According to the National Police Agency’s recent analysis, the systematic cyberattacks were traced back to 2019 and are believed to have been orchestrated from China. Their main objective appears to be the theft of sensitive information pertaining to Japan’s national security and advanced technological sectors.
Targets of these cyber threats included key institutions such as Japan’s Foreign and Defense ministries, the national space agency, and a variety of individuals such as politicians, journalists, and members of private corporations and think tanks involved in advanced technology initiatives.
Experts have long expressed their concerns regarding Japan’s cybersecurity readiness, particularly as the nation is bolstering its defense technologies and collaborating more closely with allies like the United States to enhance their overall cyber defenses.
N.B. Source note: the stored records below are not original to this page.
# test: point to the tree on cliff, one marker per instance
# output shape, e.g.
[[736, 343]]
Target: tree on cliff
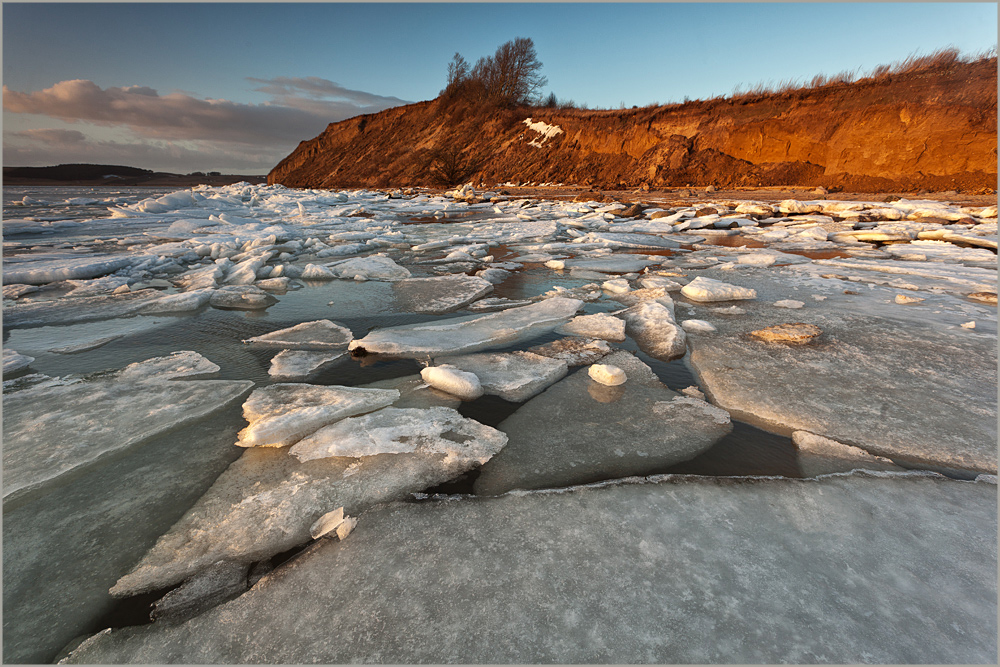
[[512, 75]]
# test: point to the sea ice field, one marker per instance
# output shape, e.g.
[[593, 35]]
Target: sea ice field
[[252, 424]]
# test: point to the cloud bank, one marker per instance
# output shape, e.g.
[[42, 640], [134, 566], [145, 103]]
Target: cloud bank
[[204, 130]]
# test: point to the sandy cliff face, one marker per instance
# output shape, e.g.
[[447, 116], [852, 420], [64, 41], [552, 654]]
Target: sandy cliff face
[[932, 129]]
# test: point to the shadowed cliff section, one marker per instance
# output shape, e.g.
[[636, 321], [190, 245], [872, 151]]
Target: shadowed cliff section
[[931, 129]]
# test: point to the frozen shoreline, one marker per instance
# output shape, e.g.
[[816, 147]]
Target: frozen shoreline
[[895, 357]]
While Japan has implemented some measures, analysts believe that further actions are necessary to fortify its systems.
The hacking group employed various methods, primarily utilizing emails with attachments that contained malware directed at specific organizations and individuals. This activity predominantly occurred from December 2019 to July 2023, with the emails often sent from platforms such as Gmail and Microsoft Outlook using compromised identities.
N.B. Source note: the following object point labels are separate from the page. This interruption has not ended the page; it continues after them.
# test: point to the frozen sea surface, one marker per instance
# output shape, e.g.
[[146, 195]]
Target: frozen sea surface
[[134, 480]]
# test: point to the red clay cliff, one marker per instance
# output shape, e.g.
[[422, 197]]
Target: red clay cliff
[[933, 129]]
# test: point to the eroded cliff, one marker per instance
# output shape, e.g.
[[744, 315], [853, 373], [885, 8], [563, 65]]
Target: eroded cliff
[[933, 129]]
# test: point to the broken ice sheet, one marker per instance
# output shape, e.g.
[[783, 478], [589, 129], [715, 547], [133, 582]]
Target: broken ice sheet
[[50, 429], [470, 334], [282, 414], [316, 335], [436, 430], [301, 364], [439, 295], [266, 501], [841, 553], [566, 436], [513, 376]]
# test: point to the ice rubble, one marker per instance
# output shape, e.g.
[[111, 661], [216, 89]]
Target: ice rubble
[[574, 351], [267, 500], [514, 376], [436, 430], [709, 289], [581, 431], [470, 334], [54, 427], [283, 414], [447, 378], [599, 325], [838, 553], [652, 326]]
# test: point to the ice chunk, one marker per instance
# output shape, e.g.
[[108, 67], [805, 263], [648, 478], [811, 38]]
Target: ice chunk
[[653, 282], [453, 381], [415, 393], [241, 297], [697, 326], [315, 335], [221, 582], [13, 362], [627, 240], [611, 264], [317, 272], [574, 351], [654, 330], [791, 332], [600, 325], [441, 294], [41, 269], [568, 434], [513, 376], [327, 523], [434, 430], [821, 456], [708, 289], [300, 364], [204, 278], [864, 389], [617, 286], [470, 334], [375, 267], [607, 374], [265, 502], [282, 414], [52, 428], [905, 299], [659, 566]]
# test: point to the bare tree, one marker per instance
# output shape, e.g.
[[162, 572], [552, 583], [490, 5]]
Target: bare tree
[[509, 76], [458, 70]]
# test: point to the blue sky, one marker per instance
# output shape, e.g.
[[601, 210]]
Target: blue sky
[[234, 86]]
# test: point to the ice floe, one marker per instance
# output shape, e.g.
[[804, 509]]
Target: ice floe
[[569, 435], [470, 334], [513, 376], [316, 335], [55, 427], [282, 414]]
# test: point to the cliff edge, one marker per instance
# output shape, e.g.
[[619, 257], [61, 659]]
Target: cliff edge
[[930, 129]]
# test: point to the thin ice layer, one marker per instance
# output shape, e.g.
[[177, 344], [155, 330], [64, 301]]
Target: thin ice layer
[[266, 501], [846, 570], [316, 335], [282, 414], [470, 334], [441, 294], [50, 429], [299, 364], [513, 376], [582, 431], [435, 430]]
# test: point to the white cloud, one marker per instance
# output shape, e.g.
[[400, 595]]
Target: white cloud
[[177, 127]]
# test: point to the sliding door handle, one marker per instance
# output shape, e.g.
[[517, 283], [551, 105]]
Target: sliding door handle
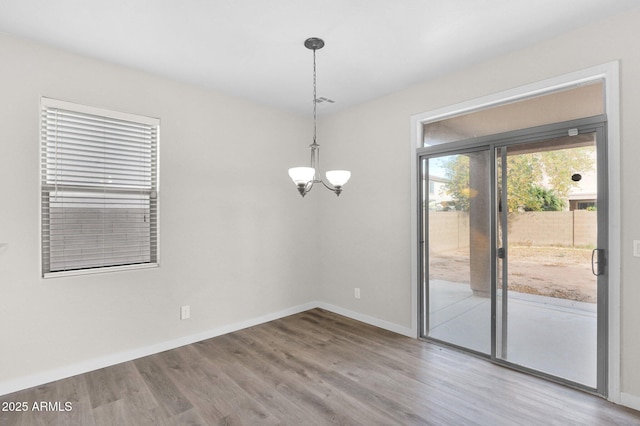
[[597, 262]]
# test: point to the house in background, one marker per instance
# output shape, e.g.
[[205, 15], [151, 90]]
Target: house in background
[[238, 245]]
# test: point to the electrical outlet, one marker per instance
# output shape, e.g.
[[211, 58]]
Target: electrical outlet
[[185, 312]]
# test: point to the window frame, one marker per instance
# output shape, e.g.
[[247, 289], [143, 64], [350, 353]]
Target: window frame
[[153, 190]]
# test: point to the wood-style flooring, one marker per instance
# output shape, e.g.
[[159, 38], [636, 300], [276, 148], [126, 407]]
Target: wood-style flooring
[[313, 368]]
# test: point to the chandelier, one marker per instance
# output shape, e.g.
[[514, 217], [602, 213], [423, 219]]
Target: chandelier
[[305, 177]]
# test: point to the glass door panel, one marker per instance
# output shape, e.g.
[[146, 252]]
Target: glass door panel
[[456, 218], [547, 292]]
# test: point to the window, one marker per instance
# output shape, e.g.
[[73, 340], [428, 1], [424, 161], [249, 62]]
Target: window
[[99, 189]]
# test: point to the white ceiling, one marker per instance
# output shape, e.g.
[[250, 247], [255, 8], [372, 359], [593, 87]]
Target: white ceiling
[[254, 48]]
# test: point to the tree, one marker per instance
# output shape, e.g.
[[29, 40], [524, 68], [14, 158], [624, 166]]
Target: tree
[[544, 200], [537, 181]]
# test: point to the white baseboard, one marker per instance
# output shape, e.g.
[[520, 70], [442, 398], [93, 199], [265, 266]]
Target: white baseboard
[[117, 358], [630, 401], [27, 382], [405, 331]]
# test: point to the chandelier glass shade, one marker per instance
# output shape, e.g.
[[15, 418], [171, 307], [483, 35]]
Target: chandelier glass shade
[[306, 177]]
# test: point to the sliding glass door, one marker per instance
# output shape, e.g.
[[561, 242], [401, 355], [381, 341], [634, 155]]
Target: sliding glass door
[[457, 210], [513, 250]]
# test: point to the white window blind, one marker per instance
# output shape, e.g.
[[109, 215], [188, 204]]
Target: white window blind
[[99, 188]]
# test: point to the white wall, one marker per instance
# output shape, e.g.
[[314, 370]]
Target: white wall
[[234, 235], [366, 239], [235, 239]]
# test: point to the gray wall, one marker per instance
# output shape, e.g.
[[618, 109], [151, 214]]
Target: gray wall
[[235, 236], [366, 239]]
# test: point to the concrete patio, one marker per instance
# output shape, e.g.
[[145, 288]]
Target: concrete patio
[[552, 335]]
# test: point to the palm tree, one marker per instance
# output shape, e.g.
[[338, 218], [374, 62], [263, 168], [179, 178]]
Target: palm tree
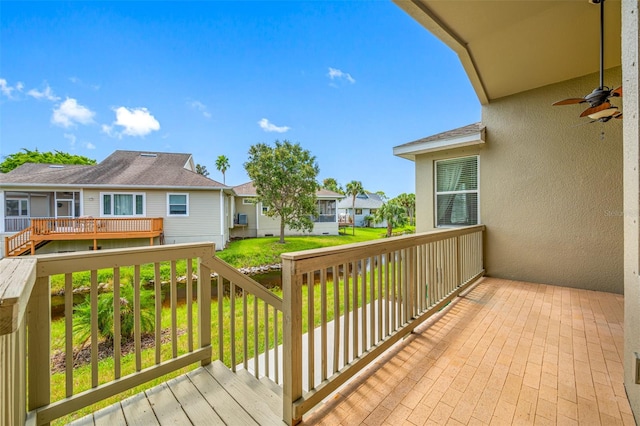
[[393, 213], [354, 188], [222, 164], [408, 201]]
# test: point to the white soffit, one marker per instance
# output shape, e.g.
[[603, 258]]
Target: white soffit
[[410, 150]]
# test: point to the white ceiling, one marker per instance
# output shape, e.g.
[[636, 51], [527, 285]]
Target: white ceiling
[[509, 46]]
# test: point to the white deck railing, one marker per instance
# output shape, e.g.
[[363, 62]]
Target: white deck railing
[[365, 298], [341, 308], [25, 326]]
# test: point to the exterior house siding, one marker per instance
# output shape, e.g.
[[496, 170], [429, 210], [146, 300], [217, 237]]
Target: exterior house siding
[[250, 230]]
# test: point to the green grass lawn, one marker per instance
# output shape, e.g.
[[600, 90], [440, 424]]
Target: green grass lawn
[[267, 251], [243, 253], [239, 254]]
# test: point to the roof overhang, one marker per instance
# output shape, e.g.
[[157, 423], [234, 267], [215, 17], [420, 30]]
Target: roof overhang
[[507, 47], [443, 141]]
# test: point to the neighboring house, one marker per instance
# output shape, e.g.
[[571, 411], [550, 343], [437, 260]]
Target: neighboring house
[[131, 198], [548, 186], [250, 219], [366, 205]]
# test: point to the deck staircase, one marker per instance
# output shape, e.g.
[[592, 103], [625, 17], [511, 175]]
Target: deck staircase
[[209, 395]]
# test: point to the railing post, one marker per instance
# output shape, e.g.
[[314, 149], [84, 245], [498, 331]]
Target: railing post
[[39, 344], [292, 340], [204, 307]]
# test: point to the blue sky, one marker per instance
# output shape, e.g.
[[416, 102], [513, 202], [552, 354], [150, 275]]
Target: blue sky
[[347, 80]]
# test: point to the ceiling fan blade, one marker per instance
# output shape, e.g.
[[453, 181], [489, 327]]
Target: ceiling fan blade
[[593, 110], [617, 92], [570, 101]]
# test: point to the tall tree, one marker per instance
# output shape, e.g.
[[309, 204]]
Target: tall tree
[[17, 159], [332, 185], [222, 164], [382, 195], [394, 214], [285, 180], [408, 201], [354, 188], [202, 170]]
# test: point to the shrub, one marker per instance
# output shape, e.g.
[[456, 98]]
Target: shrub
[[82, 314]]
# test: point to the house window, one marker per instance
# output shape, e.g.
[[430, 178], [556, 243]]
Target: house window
[[115, 204], [326, 211], [17, 207], [457, 191], [177, 204]]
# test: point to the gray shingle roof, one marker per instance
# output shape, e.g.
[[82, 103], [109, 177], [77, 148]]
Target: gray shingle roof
[[122, 168], [460, 131]]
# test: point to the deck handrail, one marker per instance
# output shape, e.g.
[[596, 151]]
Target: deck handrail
[[48, 228], [370, 296], [25, 323]]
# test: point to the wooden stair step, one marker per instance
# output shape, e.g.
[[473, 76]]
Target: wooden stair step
[[275, 388], [251, 401], [273, 399], [229, 410]]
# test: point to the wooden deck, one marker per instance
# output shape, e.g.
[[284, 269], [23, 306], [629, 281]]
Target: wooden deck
[[44, 230], [210, 395], [506, 352]]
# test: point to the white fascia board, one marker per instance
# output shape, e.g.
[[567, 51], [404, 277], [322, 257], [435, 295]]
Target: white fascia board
[[409, 152]]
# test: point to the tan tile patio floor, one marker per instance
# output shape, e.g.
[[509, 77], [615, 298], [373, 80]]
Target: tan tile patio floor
[[507, 352]]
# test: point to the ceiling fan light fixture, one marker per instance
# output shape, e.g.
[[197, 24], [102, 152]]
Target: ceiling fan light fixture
[[609, 112]]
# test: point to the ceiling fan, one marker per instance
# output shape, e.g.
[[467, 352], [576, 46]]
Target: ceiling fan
[[600, 109]]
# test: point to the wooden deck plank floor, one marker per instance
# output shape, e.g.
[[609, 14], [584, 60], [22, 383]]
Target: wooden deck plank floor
[[197, 398], [506, 353]]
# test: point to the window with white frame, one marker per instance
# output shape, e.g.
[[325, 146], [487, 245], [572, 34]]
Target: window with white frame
[[121, 204], [16, 207], [177, 204], [457, 191]]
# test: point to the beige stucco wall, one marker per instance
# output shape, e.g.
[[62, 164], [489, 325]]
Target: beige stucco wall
[[550, 190], [630, 57]]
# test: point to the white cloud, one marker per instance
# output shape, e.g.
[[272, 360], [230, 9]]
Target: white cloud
[[47, 94], [134, 121], [7, 90], [199, 106], [70, 113], [270, 127], [73, 141], [76, 80], [336, 74], [71, 138]]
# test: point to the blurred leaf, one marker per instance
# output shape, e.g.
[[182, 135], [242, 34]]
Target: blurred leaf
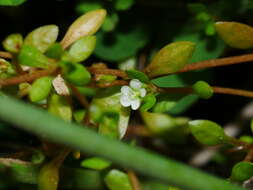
[[88, 5], [122, 5], [203, 89], [42, 37], [242, 171], [79, 115], [158, 122], [170, 58], [95, 163], [206, 48], [207, 132], [11, 2], [108, 125], [148, 102], [134, 74], [13, 43], [113, 46], [30, 56], [235, 34], [116, 180], [87, 24]]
Subjects of the phishing emails typically featured terms related to geopolitics, including “Japan-U.S. alliance,” “Taiwan Strait,” “Russia-Ukraine war,” and “free and open Indo-Pacific.” The communications often presented invitations for study panels, alongside references and lists of participants.
In addition to this, from February to October 2023, the hackers exploited vulnerabilities in virtual private networks to gain unauthorized access to Japanese organizations within the aerospace, semiconductor, and information technology sectors.
One significant target was the Japan Aerospace and Exploration Agency (JAXA), which confirmed in June that it had experienced a series of cyberattacks since the onset of 2023. Thankfully, no sensitive data concerning rockets, satellites, or defense systems was compromised, although they are now conducting investigations to implement improved preventive measures.
Furthermore, Japan faced notable disruptions from cyberattacks last year, such as an incident that incapacitated operations at a container terminal in Nagoya for three days. More recently, Japan Airlines experienced a cyber incident on Christmas that resulted in delays and cancellations for over 20 domestic flights. Luckily, the airline managed to counter the attack and restore IT systems within hours, ensuring flight safety was not compromised.